"Trop tard": les chemins de sortie se ferment sur le nouveau front ukrainien
Le nouveau-né enveloppé d'une couverture rose dans un hôpital de la rive nord du fleuve Dniepr, en Ukraine, ne verra peut-être jamais ses grands-parents dans le sud annexé par la Russie.
Sa mère a pris la fuite, optant pour la sécurité toute relative de Zaporijjia, ville contrôlée par le gouvernement ukrainien, où le bébé est né citoyen ukrainien dans un pays envahi par les Russes il y a huit mois.
Les grands-parents sont restés de l'autre côté du fleuve.
"Il est peut-être trop tard pour qu'ils s'échappent", se lamente Anastasia Skachko, 19 ans, en posant son regard sur sa fille encore sans prénom.
"Je ne veux même pas qu'ils essaient. Les routes sont soit minées, soit bombardées", glisse-t-elle.
La contre-offensive ukrainienne, qui a vu les Russes céder la plupart des terres conquises dans le nord, a atteint le sud très stratégique.
- S'accrocher -
Les forces russes, découragées, s'accrochent à la région méridionale de Kherson - un pont terrestre qui permet au Kremlin d'accéder à la péninsule de la Crimée annexée - et bombardent les Ukrainiens, qui progressent avec une puissance renouvelée.
Les combats détruisent les villes situées le long du fleuve et bloquent les voies d'évacuation utilisées par les familles au début de la guerre.
Anastasia Skachko raconte qu'elle a réussi à joindre sa mère sur WhatsApp pour lui annoncer qu'elle était désormais grand-mère. Mais le numéro de téléphone commençait par l'indicatif international russe +7 au lieu de l'indicatif ukrainien +38.
Les Russes ont en effet déconnecté les lignes existantes du système ukrainien pour asseoir leur autorité et couper le flux d'informations.
"Il est difficile de dire si elle verra un jour la petite," dit Anastasia. "Nous le savons toutes les deux. Mais aucune de nous ne voulait en parler au téléphone.
- Une prison ouverte -
La loi martiale imposée par les forces du Kremlin sur les terres que la Russie revendique comme siennes rend la vie quotidienne encore plus imprévisible. La Russie a fermé le dernier point de contrôle au sud pour empêcher les gens de fuir vers les territoires contrôlés par le gouvernement ukrainien.

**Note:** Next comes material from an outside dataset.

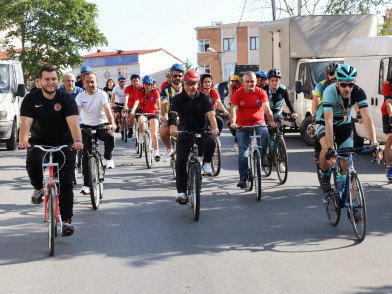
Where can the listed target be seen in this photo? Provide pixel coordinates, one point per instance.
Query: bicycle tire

Certains civils sont acheminés par bus, plus loin du front, vers des zones soumises au contrôle russe, une démarche que les Ukrainiens décrivent comme une déportation forcée.
La poignée de personnes qui ont réussi à atteindre la ville de Zaporijjia, en négociant avec les soldats, ont décrit la vie chez eux comme une prison à ciel ouvert.
Les journalistes ne peuvent se rendre dans la région que dans le cadre de visites soigneusement encadrées par le Kremlin.
"Il y a des soldats avec des chiens et des mitrailleuses à chaque coin de rue", décrit Oleksandra Boyko, originaire de la ville occupée de Melitopol, qui s'est échappée avec sa petite fille. "La plupart d'entre eux sont des Tchétchènes".
Le Kremlin s'est appuyé sur l'armée du dirigeant tchétchène Ramzan Kadyrov pour tenir une partie des terres conquises.
Les personnes ayant fui décrivent ces soldats comme des hors la loi. "Les gars du Daguestan (voisin) sont un peu plus gentils, mais les hommes de Kadyrov sont tout simplement brutaux", décrit Natalia Voloshyna, originaire de Berdiansk occupé.
- Pression psychologique -
Beaucoup évoquent la pression psychologique liée à l'invasion. Les femmes interrogées par l'AFP soulignent que les dirigeants installés par le Kremlin n'embauchent ou n'aident que les personnes qui renoncent à leur citoyenneté ukrainienne pour adopter la citoyenneté russe.
"Ils vous disent, soit vous travaillez avec nous, soit vous n'avez rien. Je leur ai immédiatement dit non", explique Natalia Voloshyna.
Oleksandra Boyko s'est vu proposer des "sommes énormes" si elle enregistrait son bébé de quatre mois en tant que citoyen russe. "J'ai dit non par principe. Je suis Ukrainienne. Elle devrait être Ukrainienne", précise la native de Melitopol.
"Certains acceptent parce qu'il n'y a presque pas de travail et ils ne vous embaucheront pas sans passeport russe", ajoute-t-elle. "S'il n'y a rien à manger, que pouvez-vous faire d'autre ?".